Revista Cultura y Ocio

El décimo hombre

Publicado el 26 diciembre 2025 por Rubencastillo
El décimo hombre

Treinta prisioneros franceses se hacinan en una celda, como rehenes de los nazis. Y un anochecer se les comunica una terrible noticia: tres serán fusilados al alba. Ellos mismos deben elegir quiénes formarán ese trío. El azar determina que uno de los desafortunados sea Jean-Louis Chavel, un rico abogado cuya cobardía lo lleva a pronunciar una frase tentadora y terrible: está dispuesto a donar todos sus bienes (dinero, propiedades) a quien acepte morir en su lugar. El joven al que llaman Janvier (y que realmente se llama Michel) acepta, para que su hermana y su madre abandonen la pobreza.

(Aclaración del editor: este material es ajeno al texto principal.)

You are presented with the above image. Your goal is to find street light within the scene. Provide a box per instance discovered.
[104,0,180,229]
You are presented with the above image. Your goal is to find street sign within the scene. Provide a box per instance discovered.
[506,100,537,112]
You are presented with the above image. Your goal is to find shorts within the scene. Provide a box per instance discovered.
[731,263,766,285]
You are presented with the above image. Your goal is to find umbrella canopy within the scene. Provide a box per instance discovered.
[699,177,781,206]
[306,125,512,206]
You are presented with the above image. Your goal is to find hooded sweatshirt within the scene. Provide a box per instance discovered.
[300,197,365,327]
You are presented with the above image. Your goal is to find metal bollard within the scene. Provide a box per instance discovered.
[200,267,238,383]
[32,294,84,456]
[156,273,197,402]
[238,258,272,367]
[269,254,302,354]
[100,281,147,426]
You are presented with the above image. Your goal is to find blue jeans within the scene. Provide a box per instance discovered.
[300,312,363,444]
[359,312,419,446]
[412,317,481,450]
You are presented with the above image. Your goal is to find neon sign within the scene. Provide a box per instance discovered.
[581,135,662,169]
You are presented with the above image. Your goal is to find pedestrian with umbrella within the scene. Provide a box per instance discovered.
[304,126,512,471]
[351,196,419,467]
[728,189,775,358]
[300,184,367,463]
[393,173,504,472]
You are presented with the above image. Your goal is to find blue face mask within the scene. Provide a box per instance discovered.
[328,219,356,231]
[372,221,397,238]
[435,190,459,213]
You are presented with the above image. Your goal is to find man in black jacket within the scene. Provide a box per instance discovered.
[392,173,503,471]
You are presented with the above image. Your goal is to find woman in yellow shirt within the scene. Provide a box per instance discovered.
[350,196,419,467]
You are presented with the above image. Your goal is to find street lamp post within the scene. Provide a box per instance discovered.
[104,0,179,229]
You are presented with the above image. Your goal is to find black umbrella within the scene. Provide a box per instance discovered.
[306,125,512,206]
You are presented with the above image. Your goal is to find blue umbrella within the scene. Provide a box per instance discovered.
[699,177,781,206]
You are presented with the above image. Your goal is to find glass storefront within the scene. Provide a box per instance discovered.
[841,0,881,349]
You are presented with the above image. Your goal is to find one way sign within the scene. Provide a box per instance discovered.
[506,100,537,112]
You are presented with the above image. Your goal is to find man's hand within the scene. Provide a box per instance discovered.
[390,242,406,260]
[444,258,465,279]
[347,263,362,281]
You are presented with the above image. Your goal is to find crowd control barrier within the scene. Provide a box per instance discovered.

Y el trueque se rubrica mediante la redacción de un contrato rudimentario y la firma de un testamento.

Así arranca la propuesta novelística que Graham Greene nos coloca ante los ojos con el título de El décimo hombre, que leo en la traducción de Jaime Zulaika. Ese inicio cenagoso y perturbador adoptará otros ropajes cuando Chavel (que ahora ha conmutado su apellido por el de Charlot) retorne a sus posesiones de St. Jean de Brinac. ¿Lo mueve el afán de recuperación? No exactamente. Más bien se trata de una maniobra lánguida, que le permita observar de cerca su antiguo hogar, que ha permanecido más de dos siglos en manos de su familia y que ahora pertenece a las Mangeot (la madre y la hermana de Michel). Thérèse, que todavía es muy joven y que odia profundamente a Chavel por el trato indigno que sugirió a su hermano, ofrece a Charlot un puesto como sirviente en la casa. Y él lo acepta, quizá porque necesita sentirse de nuevo protegido entre sus paredes de infancia; quizá porque aspira a hacerse perdonar; quizá porque servir como criado en la casa que fue suya pueda ser considerado una forma de expiación.

Durante unas semanas, todo se mantiene en ese delicado equilibrio, hasta que unos nudillos golpean la puerta en medio de la noche y el intruso que reclama su apertura diga llamarse Jean-Louis Chavel.

Gran reflexión sobre las decisiones equivocadas, sobre la culpa, sobre el rencor y sobre la ceguera voluntaria, que Greene nos sirve en forma novelística, rematada con una secuencia prodigiosa: cuando el protagonista, moribundo, está firmando su último papel, escribe “Jean-Louis Ch…” y ahí se detiene. Quizá porque ya ni siquiera sabe cuál es su nombre real. Quizá porque ya ni siquiera sabe quién es.